Another layer of the personalization puzzle is ownership of the process, by both the brand and the consumer. For online shoppers, that customization could come at the online checkout point, where optionality might reflect, for example, the growing trend around sustainability. Given the option, consumers today are more likely to choose scaled-back packaging choices to be more environmentally conscious. 

Communication options also provide a customizable channel. For example, allow customers to request fewer or more frequent notifications during the purchase-to-delivery cycle. Likewise, enabling multiple channels for customer service such as chat, email, and phone support allows customers to get the support they require, how and when they want it.

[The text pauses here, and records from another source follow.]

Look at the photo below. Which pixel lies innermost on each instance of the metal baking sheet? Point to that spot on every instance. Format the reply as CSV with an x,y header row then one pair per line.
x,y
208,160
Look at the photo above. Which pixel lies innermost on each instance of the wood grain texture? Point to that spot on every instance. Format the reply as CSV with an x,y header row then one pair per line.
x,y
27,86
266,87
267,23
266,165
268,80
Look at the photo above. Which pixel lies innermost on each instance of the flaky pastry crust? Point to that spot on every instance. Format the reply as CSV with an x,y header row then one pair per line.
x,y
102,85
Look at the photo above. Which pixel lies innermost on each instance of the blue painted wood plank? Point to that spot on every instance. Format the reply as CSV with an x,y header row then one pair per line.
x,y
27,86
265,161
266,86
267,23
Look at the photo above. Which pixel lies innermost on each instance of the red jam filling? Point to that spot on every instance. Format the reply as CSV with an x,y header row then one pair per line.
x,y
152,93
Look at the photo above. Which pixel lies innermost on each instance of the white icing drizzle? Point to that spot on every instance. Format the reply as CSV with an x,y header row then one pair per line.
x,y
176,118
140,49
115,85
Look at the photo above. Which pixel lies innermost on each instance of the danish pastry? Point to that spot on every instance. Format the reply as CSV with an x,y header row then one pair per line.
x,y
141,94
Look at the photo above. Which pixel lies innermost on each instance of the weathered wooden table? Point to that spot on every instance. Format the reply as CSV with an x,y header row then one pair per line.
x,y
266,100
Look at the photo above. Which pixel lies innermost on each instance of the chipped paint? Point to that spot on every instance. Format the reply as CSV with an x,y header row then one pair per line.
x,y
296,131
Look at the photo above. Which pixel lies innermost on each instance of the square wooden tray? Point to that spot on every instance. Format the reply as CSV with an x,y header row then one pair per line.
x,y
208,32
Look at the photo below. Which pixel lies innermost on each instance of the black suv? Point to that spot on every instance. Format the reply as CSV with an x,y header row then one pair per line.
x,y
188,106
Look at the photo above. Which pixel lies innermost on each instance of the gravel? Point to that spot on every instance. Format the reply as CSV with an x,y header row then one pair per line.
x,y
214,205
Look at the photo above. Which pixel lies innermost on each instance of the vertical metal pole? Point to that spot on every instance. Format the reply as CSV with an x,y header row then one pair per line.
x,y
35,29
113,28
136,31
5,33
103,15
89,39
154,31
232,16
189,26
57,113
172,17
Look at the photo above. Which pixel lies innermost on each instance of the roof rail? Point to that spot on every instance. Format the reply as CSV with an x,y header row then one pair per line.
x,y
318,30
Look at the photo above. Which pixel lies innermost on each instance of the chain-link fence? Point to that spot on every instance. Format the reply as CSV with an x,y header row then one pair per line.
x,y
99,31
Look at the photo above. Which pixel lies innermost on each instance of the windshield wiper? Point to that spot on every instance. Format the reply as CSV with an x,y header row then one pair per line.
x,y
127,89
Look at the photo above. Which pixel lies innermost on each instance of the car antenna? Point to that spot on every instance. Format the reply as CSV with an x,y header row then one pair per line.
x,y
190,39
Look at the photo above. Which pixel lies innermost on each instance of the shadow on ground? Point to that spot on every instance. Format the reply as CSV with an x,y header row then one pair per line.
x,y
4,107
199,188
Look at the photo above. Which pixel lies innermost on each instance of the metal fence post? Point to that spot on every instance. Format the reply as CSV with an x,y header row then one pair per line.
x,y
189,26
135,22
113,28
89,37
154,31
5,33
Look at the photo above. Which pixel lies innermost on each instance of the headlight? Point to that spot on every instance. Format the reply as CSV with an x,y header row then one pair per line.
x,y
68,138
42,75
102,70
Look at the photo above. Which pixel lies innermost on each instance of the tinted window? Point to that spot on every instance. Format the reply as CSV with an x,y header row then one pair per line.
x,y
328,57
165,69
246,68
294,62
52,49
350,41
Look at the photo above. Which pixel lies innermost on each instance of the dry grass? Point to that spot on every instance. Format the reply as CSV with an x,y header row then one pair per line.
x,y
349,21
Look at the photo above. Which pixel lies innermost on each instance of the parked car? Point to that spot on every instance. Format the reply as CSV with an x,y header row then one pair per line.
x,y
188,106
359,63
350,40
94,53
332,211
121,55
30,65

On the brand side, owning the personalization process allows for the greatest agility to customize specific elements. While larger entities like Amazon are cited as leaders in providing speed and reliability, the “brown box” experience does not enable the kind of emotional investment and purchase experience that allows your brand to stand out. 

Executing at scale

Once a brand chooses, designs, and executes a customized packaging experience, proof of effectiveness must be tested in terms of whether it can effectively scale on the busiest day of the year — whenever this may be for a brand. 

When a business executes a customized experience program on their busiest day of the year, they are making a vital initial impression at a time when they have the highest concentration of new customers. Providing a premiere, brand-centric experience during peak periods makes the most of the opportunity a business has to capture shopper attention and convert them to long-term, loyal customers. 

Data supports this shift; one report stated that 65% of US customers find a positive experience with a brand to be more influential than great advertising, a testament to the power of creating a memorable interaction. Even simple personalization of product packaging lends to this more positive experience.

Across industry verticals, everyone is trying to solve the personalization equation. When that positive interaction is done well, and if it can be achieved through the nominal cost of custom packaging, businesses have the potential to move a larger market share into their direct-to-consumer channel — where a brand’s biggest profit should ultimately be.

Jamie Saucedo is SVP of Business Operations at PFS.